Short answer: Press-fit compliant pins should be quoted with insertion force, retention force, PCB hole condition, and test evidence, not only pin geometry. The RFQ should define the compliant zone, board hole size and plating, pin material, finish, insertion depth, fixture, insertion speed, sample state, retention limit, and whether electrical resistance is checked after insertion.
A broad press-fit pin drawing can still leave the most important production question unanswered: will the pin insert into the real PCB without damaging the hole and still hold after vibration, heat, or handling? This page narrows the discussion to force testing and acceptance evidence.
Use this page with the press-fit stamped pins guide, terminal and cyswllt design guide, cyswllt resistance test guide, and terminal plating thickness inspection guide.
Press-fit force details before quoting
| Detail | Why it matters | RFQ evidence |
|---|---|---|
| PCB hole condition | Drill size, copper plating, tin finish, and board thickness change insertion force. | Finished hole range, plating stack, board thickness, and test coupon rule. |
| Compliant zone | Eye-of-the-needle, split beam, and formed pin sections deform differently. | Pin section drawing, material temper, burr side, and formed width. |
| Insertion force | Too much force can damage holes or bend pins; too little can signal weak cyswllt. | Peak force, insertion depth, speed, fixture, and sample quantity. |
| Retention evidence | A pin can insert cleanly and still fail push-out or vibration retention. | Push-out or pull-out direction, limit, post-aging condition, and report format. |
Separate the pin quote from the board test
The stampio cyflenwr controls strip material, pin geometry, burr direction, plating, and carrier handling. The final press-fit result also depends on the PCB hole tolerance, copper plating thickness, solder mask clearance, insertion tool, support fixture, and board stack-up. The RFQ should state whether the cyflenwr is only making pins or also validating inserted samples.
If the board is not ready, ask for testing in a representative coupon and label the result as preliminary. When the real PCB changes, insertion force and retention should be confirmed again. For board-related cyswllt concerns, connect the plan to the coplanarity guide and the functional gage guide.
Define what is measured after insertion
A clean insertion curve is useful, but it does not prove long-term electrical function by itself. For signal pins, low and stable cyswllt resistance may matter. For power or ground pins, current path, heat rise, and cyswllt area can matter more. If the pin is exposed to vibration, pair force testing with a vibration or continuity check.
The finish should also be discussed before tooling is frozen. Tin may be common, but plating thickness, underplate, whisker risk, and storage condition can affect both force and cyswllt behavior. If the pin will sit in inventory before insertion, include shelf-life and packaging controls.
RFQ details to include
- Pin drawing with compliant section, insertion depth, burr side, carrier tab, and functional cyswllt zone.
- Deunydd gradd, thickness, temper, plating stack, underplate, and whether selective plating is used.
- PCB finished hole size, board thickness, plating stack, solder mask clearance, and coupon or real-board test condition.
- Insertion force limit, retention or push-out limit, test speed, fixture support, sample size, and report format.
- Electrical resistance, continuity, heat aging, vibration, or cycling requirement if the connection is safety or signal critical.
- Annual volume, prototype quantity, reel format, packaging rule, and target launch date.
How to compare cyflenwr answers
A useful answer separates pin-making variables from PCB and assembly variables.

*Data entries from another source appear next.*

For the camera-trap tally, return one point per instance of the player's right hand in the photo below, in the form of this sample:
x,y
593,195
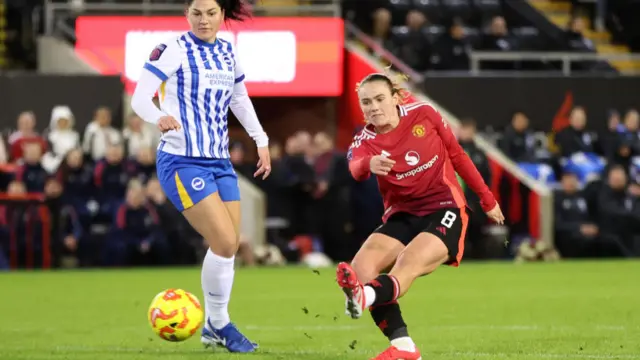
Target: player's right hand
x,y
381,165
167,123
495,214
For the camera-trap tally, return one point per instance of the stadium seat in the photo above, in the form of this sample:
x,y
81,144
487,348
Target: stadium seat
x,y
458,8
431,8
485,10
399,10
527,37
473,36
433,32
586,166
541,172
635,169
399,34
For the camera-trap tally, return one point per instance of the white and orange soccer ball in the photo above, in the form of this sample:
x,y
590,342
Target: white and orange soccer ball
x,y
175,315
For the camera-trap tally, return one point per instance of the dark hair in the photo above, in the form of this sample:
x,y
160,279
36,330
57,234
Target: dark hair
x,y
233,9
394,86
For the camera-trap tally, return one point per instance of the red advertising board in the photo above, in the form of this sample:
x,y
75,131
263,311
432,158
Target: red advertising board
x,y
280,56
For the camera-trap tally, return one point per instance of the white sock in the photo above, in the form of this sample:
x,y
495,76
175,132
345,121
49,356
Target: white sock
x,y
369,296
217,281
404,343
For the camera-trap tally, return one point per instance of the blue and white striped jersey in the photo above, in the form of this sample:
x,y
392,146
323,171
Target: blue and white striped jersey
x,y
198,80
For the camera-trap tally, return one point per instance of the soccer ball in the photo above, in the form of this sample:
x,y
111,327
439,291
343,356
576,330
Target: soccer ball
x,y
175,315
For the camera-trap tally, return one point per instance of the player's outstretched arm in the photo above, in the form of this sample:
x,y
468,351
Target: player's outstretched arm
x,y
163,62
461,161
243,109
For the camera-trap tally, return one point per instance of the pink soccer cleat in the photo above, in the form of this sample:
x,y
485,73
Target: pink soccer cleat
x,y
393,353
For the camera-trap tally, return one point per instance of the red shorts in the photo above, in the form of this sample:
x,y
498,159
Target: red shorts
x,y
449,224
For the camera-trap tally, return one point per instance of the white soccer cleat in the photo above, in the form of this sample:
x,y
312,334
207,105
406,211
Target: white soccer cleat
x,y
353,290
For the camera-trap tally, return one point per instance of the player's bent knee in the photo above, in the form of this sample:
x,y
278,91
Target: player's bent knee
x,y
211,219
423,255
365,271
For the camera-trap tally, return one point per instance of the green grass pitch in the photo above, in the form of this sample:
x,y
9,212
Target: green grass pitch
x,y
484,311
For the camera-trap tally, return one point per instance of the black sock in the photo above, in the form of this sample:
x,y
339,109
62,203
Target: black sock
x,y
388,317
386,288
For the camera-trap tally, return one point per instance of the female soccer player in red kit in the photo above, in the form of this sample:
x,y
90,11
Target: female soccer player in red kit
x,y
415,156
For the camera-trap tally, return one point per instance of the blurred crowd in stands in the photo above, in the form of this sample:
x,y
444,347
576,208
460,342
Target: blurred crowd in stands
x,y
433,35
596,177
105,206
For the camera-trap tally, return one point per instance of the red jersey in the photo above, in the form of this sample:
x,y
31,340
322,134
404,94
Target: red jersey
x,y
427,155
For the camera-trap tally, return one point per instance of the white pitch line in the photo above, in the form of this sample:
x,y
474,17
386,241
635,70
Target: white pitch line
x,y
443,327
545,355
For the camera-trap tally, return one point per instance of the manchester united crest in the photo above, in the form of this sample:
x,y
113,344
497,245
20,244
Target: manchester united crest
x,y
418,131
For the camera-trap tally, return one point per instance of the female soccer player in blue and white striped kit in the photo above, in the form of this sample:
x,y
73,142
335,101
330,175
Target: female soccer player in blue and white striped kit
x,y
198,79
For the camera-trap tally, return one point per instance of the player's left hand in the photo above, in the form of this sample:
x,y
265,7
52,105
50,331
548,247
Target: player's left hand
x,y
495,214
264,164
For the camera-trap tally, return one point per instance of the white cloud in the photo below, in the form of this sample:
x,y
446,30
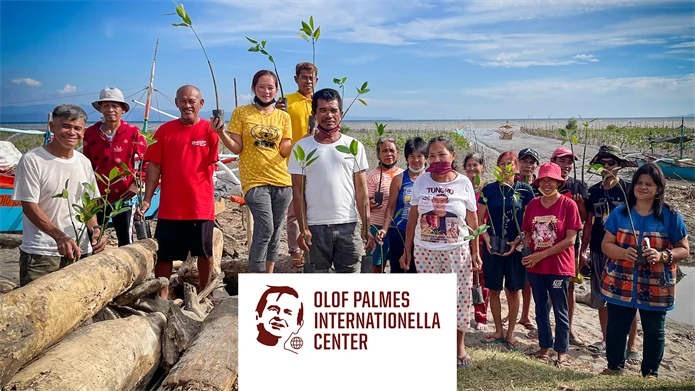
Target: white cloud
x,y
28,81
68,89
586,57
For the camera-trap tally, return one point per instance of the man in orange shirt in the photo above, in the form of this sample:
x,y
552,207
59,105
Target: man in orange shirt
x,y
299,109
184,156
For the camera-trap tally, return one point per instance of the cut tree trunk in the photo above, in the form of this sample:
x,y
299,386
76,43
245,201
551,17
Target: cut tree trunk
x,y
36,316
188,272
210,364
143,290
120,354
10,240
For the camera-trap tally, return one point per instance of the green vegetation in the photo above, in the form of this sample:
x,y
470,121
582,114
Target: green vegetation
x,y
494,370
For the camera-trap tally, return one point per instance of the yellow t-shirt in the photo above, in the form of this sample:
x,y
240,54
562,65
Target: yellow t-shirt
x,y
260,162
299,109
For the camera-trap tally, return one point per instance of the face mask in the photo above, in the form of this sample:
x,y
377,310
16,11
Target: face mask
x,y
328,132
440,168
548,195
421,169
261,103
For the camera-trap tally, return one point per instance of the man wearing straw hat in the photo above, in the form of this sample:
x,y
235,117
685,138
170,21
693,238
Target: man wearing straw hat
x,y
108,144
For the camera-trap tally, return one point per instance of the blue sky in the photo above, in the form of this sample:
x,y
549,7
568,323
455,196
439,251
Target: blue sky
x,y
423,59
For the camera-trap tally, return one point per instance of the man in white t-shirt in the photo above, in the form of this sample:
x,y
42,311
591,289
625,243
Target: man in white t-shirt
x,y
335,191
49,236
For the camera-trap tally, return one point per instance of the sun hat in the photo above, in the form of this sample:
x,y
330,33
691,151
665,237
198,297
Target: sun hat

Look for comments about pin width, burr direction, plating thickness, insertion tooling, and what board data is still needed. A weak answer only says the pin is compliant.
Ask how the cyflenwr handles force results outside the target window. The answer should separate stampio variation, plating buildup, PCB hole variation, insertion fixture error, and sample handling. This makes trial builds easier to diagnose.
Anfon pin drawings, PCB hole data, force limits, and report needs through the cyswllt page. If the board stack-up is not final, use the RFQ form to request a staged validation plan before production tooling is locked.
FAQ
What causes high insertion force on press-fit pins?
Cyffredin causes include oversized pin geometry, plating buildup, tight PCB holes, poor board support, burr direction, tool misalignment, or an insertion depth that exceeds the compliant zone design.
Is retention force enough to approve a press-fit pin?
Not by itself. Retention should usually be paired with insertion force, visual hole inspection, pin straightness, and electrical resistance or continuity when function depends on the connection.
Should press-fit pins be tested in a coupon or the real PCB?
Use the real PCB when available. Coupons are useful early, but hole plating, board thickness, and fixture support must represent the final assembly.
What should be sent for a press-fit force RFQ?
Anfon pin drawings, material, plating, board finished hole data, insertion depth, insertion and retention limits, sample quantity, report needs, and annual volume.